Gov. Kathy Hochul recently stood in front of the Long Island Rail Road’s New Hyde Park station to celebrate the arrival of the first train on the LIRR’s much-needed Third Track.
In truth, she had little to do with this multi-billion-dollar project. It was the creation of her predecessor, Andrew Cuomo, who used political threats and economic incentives to have his way with the various village mayors along the right-of-way who opposed modernization of Long Island’s “iron horse.”
But if I were Hochul, I would probably look for any photo opportunity that takes the focus off the issue that may decide whether I will stays in office after November: crime.
The headlines are unrelenting. Almost daily we hear of repeat felons being let loose thanks to legislation that essentially scrapped the ability of judges to hold dangerous repeat felons behind bars until their trials.
The painful impact on our communities is incalculable. Still, there is another metric that tells you something about the impact that legislation has had on those who have taken a solemn oath to protect our society.
According to published reports, more than 1,500 New York City police officers have either resigned or retired so far this year. If this trend continues, it may well be the biggest loss of officers since these kinds of statistics began to be recorded by the department.
Some 524 police officers had resigned, and 1,072 had retired as of the beginning of the summer — a 38 percent increase over the same period last year. We should be more than frightened, because these law enforcement professionals see the true nature of the threat on every patrol, and they have decided that our society isn’t prepared to back them up.
There are serious questions we need to ask our public officials this Election Day. We could ask State Senate Majority Leader Andrea Stewart-Cousins. She led the crusade to dismantle the bail laws, and her progressive agenda remains unchanged as police blotters are filled with repeat felons attacking law-abiding citizens.
If asked, police officers handing in their badges will say they are done with the job because of anti-cop hostility that is a central philosophy of the progressives, and the obviously destructive nature of “bail reform” to the very idea of law enforcement.
This crisis isn’t just a New York City problem. Nassau County Executive Bruce Blakeman has issued a report stating that more than 87 percent of criminal suspects arrested in Nassau County in April and June were released back on the streets without bail. This number includes 282 who were facing violent assault charges.
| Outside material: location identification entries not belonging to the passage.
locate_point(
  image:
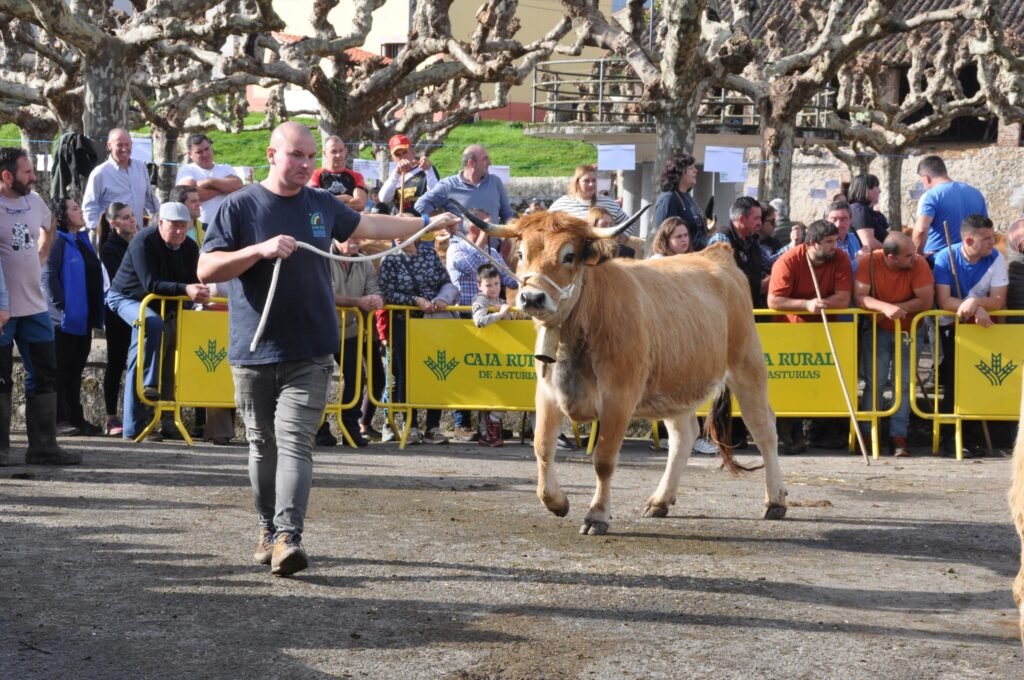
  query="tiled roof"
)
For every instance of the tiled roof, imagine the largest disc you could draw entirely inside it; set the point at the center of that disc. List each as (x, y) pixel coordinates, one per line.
(892, 50)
Standing with Police Commissioner Patrick Ryder, Blakeman revealed that in the second quarter of 2022, 2,641 of 3,019 people arrested — 87.5 percent — were released without bail. Some 282 of them faced assault charges, and 103 were arrested on weapons chargers. And then there’s the defendant some have described as a poster child of this crisis.
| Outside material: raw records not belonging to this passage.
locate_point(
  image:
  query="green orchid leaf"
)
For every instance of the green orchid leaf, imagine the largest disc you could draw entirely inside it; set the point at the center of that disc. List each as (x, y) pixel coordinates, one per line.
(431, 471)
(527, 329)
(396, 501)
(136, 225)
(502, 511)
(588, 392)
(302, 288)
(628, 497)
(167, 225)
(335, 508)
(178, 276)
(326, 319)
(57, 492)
Tejinder Singh was arrested for allegedly throwing bricks through the windows or windshields of 27 cars parked in East Meadow during a three-day vandalism spree. He was released without bail just hours after his arrest.
Hochul is no political neophyte. While she has a massive political war chest and solid poll numbers, all of that can go south quickly if the summer of crime becomes the autumn of anger, especially on voter-rich Long Island.
When the governor spoke before the New York State Association of Chiefs of Police’s annual conference, she told her audience she would support and fully fund law enforcement. But what does that mean when the destruction of bail laws by Albany has led to an explosion of street crime?
Another seasoned politician, New York City mayor Eric Adams, has actually joined Republican lawmakers in demanding that the State Legislature address the crisis. Not surprisingly, the progressive-dominated Legislature declined Adams’s call for an emergency session. He told reporters, “We’re not talking about someone that steals an apple. We’re talking about someone that has repeatedly used violence in our city: robberies, grand larcenies, burglaries, shootings, carrying a gun.”
Hochul will not be alone on the ballot this November. Long Island state senators who voted with their progressive colleagues are going to be asked by voters why they “went along” on progressive legislation that is now destroying a fundamental principle of American life: freedom from fear.
Ronald J. Rosenberg has been an attorney for 42 years, concentrating in commercial litigation and transactions, and real estate, municipal, zoning and land use law. He founded the Garden City law firm Rosenberg Calica & Birney in 1999.